Anoche, de sobremesa con dos tercios de los muchos hijos que tengo, mi hija, la mayor, como quien no quiere la cosa, me contaba que mi hijo, el pequeño, se va a tatuar. Y me emocioné. ¿Qué puedo decir en mi defensa? No lo esperaba. Y traté de disimular. Pero ellos, que me conocen como si fueran hijos míos, empezaron a mirarme anunciándose el uno al otro —y el otro al uno—, que ya iba a ponerme a llorar.

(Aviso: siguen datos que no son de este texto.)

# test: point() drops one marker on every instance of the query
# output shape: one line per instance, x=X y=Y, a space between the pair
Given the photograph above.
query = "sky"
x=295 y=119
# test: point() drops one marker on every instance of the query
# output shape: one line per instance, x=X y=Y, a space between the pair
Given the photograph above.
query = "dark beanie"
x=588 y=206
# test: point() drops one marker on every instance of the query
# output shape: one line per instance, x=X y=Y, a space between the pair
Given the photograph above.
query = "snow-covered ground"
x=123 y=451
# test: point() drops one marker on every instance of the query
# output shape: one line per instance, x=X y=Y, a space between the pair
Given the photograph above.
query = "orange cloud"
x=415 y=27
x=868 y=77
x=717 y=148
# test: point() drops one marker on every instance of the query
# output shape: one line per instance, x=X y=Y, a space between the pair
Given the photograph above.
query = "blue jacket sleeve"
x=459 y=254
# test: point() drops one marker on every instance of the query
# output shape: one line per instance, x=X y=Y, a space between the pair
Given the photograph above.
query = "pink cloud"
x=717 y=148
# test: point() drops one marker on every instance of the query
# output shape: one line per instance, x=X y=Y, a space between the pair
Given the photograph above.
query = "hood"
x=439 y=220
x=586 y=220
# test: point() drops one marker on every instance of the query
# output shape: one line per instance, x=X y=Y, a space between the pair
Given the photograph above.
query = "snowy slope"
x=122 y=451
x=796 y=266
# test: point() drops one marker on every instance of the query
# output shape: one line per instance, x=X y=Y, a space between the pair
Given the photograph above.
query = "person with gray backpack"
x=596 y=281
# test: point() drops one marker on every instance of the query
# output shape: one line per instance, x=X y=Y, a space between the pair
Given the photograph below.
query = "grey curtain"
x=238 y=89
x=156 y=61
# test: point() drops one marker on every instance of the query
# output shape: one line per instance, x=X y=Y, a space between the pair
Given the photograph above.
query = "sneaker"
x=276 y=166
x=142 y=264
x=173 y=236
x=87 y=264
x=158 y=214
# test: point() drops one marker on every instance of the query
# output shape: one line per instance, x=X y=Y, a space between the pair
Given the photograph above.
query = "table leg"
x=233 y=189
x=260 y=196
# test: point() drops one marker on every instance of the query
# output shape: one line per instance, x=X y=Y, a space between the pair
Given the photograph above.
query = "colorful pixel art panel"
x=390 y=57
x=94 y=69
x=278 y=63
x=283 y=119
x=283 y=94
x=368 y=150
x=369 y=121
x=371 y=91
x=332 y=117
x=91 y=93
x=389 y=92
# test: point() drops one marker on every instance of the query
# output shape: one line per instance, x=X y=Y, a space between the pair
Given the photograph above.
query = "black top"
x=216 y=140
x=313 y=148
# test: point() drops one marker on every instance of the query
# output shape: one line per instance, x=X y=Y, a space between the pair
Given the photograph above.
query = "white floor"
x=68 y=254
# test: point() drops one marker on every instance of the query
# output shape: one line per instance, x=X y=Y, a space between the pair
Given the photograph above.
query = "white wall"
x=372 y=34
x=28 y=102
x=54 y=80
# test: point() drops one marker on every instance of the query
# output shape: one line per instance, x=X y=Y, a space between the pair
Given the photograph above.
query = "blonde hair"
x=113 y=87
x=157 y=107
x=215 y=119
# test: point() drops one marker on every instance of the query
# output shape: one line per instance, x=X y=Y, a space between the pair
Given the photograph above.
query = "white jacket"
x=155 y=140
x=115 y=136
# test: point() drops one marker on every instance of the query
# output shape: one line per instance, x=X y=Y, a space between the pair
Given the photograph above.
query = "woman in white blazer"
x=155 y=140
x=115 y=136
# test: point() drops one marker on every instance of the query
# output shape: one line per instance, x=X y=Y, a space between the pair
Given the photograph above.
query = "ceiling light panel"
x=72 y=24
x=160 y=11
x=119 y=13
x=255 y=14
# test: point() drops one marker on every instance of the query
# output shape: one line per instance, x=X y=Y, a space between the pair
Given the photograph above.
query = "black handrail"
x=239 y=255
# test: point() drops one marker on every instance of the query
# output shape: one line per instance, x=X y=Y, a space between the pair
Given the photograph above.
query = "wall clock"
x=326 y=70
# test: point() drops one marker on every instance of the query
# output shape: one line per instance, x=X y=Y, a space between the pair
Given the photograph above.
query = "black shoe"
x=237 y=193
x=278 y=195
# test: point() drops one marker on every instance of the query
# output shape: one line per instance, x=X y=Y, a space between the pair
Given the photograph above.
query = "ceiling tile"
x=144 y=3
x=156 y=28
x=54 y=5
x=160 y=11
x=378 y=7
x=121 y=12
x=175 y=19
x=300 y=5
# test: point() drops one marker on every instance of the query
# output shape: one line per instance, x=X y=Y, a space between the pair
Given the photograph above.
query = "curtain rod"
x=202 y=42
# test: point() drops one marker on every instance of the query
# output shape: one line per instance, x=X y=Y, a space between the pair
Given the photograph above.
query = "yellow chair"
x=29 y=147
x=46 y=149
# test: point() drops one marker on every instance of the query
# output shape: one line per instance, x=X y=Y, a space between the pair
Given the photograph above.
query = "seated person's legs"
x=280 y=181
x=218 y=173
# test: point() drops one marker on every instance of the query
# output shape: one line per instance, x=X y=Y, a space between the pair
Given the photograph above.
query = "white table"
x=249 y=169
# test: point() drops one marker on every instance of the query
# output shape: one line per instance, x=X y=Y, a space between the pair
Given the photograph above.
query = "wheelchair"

Y fue decirlo y ahí estaba: llorando. Por su culpa. Por presionar. Lo mismo que cuando me hacen reír y siguen y siguen solo porque digo basta ya. Y ella empezó con su batería de preguntas. Y hasta de respuestas. Que cómo podía ser que me dieran igual todos los tatuajes de ella y me pusiera a llorar por uno de él. Que no puedo asumir que mi hijo pequeño ya no es pequeño. Y a mí, que apenas me daba para responder, ahogada en llanto, que sí o que no.
Y no sé por qué lloraba. Es decir, por supuesto que lo sabemos. Siempre. Pero a veces necesitamos de un espacio para ponerle palabras a las cosas que sabemos pero aún no sabemos pronunciar.